Parquet footer metadata caching to improve query execution performance. Learn more. Via Support Disabled
Proactive cleanup of shuffle block data to enable faster downscaling of nodes. Learn more. Via Support Disabled
Autoscaling is enabled by default for clusters. The default value for the maximum number of autoscaling nodes has been increased from 2 to 10 for a new Spark cluster. Learn more.
Large Spark SQL commands are now supported in API and Analyze page. Learn more. Via Support Disabled
Qubole Spark command subtypes are now supported with script files containing macros. Learn more. Via Support Disabled
Deprecated Spark Versions
In this release, the following Spark versions are deprecated: 1.5.1, 1.6.0, 1.6.1, 2.0.0, and 2.1.0. Qubole will continue to support Spark 1.6.2 and latest maintenance versions of each minor version in Spark 2.x. See version support documentation.

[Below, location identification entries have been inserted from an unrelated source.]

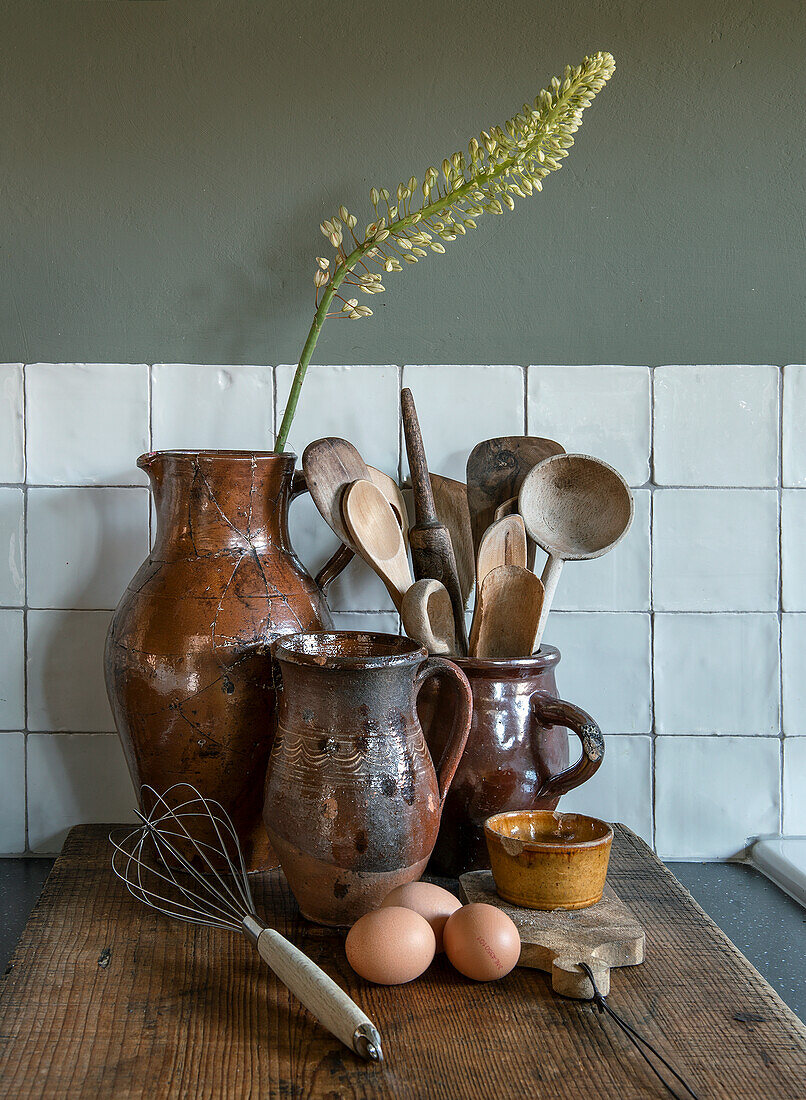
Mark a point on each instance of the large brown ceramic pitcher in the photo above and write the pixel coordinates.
(187, 661)
(517, 752)
(353, 801)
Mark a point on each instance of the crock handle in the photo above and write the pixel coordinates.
(340, 559)
(556, 712)
(457, 738)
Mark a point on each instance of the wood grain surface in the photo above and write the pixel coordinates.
(103, 998)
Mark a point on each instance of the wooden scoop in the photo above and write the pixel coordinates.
(505, 620)
(375, 532)
(496, 469)
(575, 507)
(330, 465)
(504, 543)
(428, 616)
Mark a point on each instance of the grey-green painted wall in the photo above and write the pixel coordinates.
(165, 166)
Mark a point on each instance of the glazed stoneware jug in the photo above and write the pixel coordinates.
(517, 752)
(353, 800)
(187, 659)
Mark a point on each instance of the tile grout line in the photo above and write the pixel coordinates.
(653, 716)
(781, 601)
(24, 601)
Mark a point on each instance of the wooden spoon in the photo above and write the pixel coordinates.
(575, 507)
(392, 491)
(505, 620)
(427, 615)
(504, 543)
(330, 465)
(430, 540)
(374, 530)
(496, 469)
(451, 504)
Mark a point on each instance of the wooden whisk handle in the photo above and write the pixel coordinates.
(424, 509)
(315, 989)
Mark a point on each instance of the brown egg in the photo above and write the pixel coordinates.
(430, 901)
(482, 942)
(390, 946)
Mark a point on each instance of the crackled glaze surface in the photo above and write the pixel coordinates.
(187, 664)
(353, 801)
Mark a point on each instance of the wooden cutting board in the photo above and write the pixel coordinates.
(106, 999)
(603, 935)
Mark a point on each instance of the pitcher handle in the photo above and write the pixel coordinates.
(340, 559)
(454, 747)
(555, 712)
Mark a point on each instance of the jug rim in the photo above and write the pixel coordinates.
(547, 657)
(318, 649)
(148, 457)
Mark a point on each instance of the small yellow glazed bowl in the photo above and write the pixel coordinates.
(543, 859)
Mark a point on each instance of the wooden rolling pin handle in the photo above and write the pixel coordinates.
(316, 990)
(424, 508)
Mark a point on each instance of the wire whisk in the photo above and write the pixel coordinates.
(185, 861)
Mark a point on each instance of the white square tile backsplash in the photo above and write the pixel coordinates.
(12, 539)
(85, 545)
(716, 425)
(217, 407)
(86, 424)
(12, 458)
(459, 406)
(675, 642)
(599, 410)
(715, 550)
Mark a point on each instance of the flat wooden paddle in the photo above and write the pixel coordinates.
(330, 464)
(430, 540)
(503, 543)
(505, 620)
(428, 616)
(496, 469)
(375, 532)
(451, 504)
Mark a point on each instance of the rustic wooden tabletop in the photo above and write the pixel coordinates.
(105, 998)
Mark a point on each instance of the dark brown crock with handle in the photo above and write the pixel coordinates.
(353, 800)
(187, 659)
(517, 752)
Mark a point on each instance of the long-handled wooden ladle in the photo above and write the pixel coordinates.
(575, 507)
(375, 532)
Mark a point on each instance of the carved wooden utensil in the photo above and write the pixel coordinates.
(575, 507)
(451, 505)
(428, 616)
(510, 508)
(330, 464)
(503, 543)
(431, 548)
(496, 469)
(375, 532)
(392, 491)
(505, 620)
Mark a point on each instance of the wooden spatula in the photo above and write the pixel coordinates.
(505, 620)
(330, 464)
(503, 543)
(431, 548)
(496, 469)
(375, 532)
(451, 505)
(428, 616)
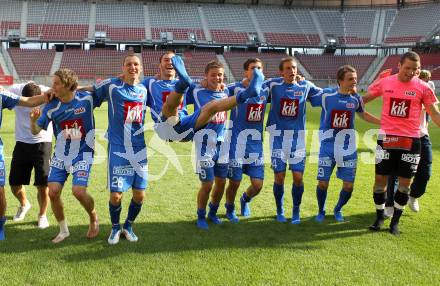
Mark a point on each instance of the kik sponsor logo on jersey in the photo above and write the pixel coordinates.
(79, 110)
(219, 118)
(133, 112)
(350, 105)
(136, 95)
(399, 107)
(410, 93)
(289, 107)
(254, 112)
(73, 129)
(165, 95)
(340, 119)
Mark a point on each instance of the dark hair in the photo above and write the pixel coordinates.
(68, 78)
(425, 74)
(250, 61)
(214, 64)
(129, 56)
(342, 71)
(413, 56)
(30, 89)
(166, 53)
(285, 60)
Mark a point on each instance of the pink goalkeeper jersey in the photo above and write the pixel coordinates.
(402, 104)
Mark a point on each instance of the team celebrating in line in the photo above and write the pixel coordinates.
(225, 149)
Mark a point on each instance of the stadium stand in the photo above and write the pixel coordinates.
(196, 61)
(326, 66)
(332, 24)
(404, 29)
(430, 62)
(121, 21)
(358, 26)
(150, 61)
(92, 64)
(229, 24)
(280, 32)
(55, 21)
(178, 19)
(10, 16)
(30, 63)
(235, 61)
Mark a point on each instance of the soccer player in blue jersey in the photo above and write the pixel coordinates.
(211, 103)
(286, 125)
(161, 85)
(127, 155)
(10, 100)
(246, 146)
(71, 113)
(337, 138)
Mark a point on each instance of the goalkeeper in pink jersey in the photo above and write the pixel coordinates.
(398, 144)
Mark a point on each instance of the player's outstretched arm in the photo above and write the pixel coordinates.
(225, 104)
(434, 113)
(369, 117)
(88, 88)
(174, 99)
(184, 80)
(34, 115)
(254, 87)
(367, 98)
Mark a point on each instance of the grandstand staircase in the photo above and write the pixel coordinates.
(372, 71)
(56, 62)
(8, 64)
(302, 70)
(376, 27)
(253, 17)
(92, 21)
(228, 71)
(3, 65)
(206, 31)
(148, 35)
(380, 27)
(318, 27)
(23, 25)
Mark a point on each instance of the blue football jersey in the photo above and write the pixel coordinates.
(126, 110)
(288, 104)
(200, 96)
(72, 122)
(158, 90)
(247, 119)
(338, 110)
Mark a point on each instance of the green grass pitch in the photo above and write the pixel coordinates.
(256, 251)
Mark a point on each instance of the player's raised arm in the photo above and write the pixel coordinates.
(32, 101)
(434, 112)
(34, 115)
(369, 117)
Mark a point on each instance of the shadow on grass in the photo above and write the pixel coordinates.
(181, 236)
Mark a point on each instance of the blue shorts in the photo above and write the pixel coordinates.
(211, 167)
(346, 170)
(80, 170)
(281, 156)
(2, 167)
(183, 131)
(254, 170)
(127, 168)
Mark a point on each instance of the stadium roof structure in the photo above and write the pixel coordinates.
(301, 3)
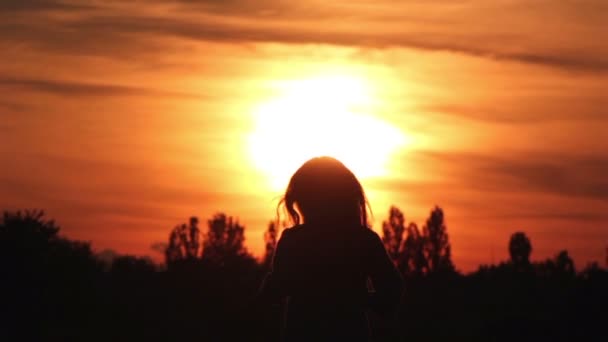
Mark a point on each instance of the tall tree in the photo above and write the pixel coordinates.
(270, 239)
(437, 248)
(184, 242)
(224, 239)
(412, 261)
(564, 265)
(520, 249)
(392, 233)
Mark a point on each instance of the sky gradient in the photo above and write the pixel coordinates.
(123, 118)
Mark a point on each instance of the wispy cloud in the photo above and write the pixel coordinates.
(452, 28)
(80, 89)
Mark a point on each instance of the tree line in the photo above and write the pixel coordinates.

Spark Structured Streaming
Qubole provides comprehensive support for Kinesis connector in Structured Streaming.
Support to read from Kinesis Source in micro-batch streaming and continuous streaming modes.
Support to ingest data into Kinesis.
Support for IAM roles in Kinesis Connector.
Support to write a structured streaming query to a Spark data source table. Learn more.
Streaming query progress graphs are now displayed in notebooks. Learn more. Via Support Disabled
Direct writes for checkpointing is supported. Learn more. Via Support Disabled
Notebooks
Notebooks can be exported as PNG, PDF, and HTML files. Learn more. Beta Disabled
Cluster Status is available on the Notebooks page. Learn more. Beta Via Support Disabled
Spark application status is available on the Notebooks page. Learn more. Beta Via Support Disabled
Administration
Administrators can now track usage on Qubole using the QCUH dashboard. Beta
Qubole has introduced a new Service user type. Beta, Via Support, Disabled
Administrators can now configure an additional resource, Data Preview, on HIVE tables while managing resources on the Manage Roles page.
Data Analytics
QDS has introduced a functionality where customers can request setting a maximum command concurrent limit percentage for all users of an account. Via Support, Disabled
Data Engineering
Explore
Qubole has enabled support for AWS Aurora-MySQL RDS as a database backend for Airflow contents.
Airflow
Python 3.5 is now supported on Airflow clusters. You can now manage add-on packages using package management. Beta, Via Support, Disabled
Qubole now enables you to monitor the health of Airflow clusters using integrated Monit, and lets you turn-on/turn-off certain services. Cluster Restart Required
Continuous development, integration, and deployment of Airflow DAGs with the Qubole UI. Beta, Via Support, Disabled Cluster Restart Required
Security
Apache Ranger integration for Hive workloads to help security administrators in defining fine-grained data access policies across users and user groups.
Security administrators can define and enforce RBAC policies across multiple Qubole artifacts that contain data and metadata such as commands, data stores connections, data previews, and results.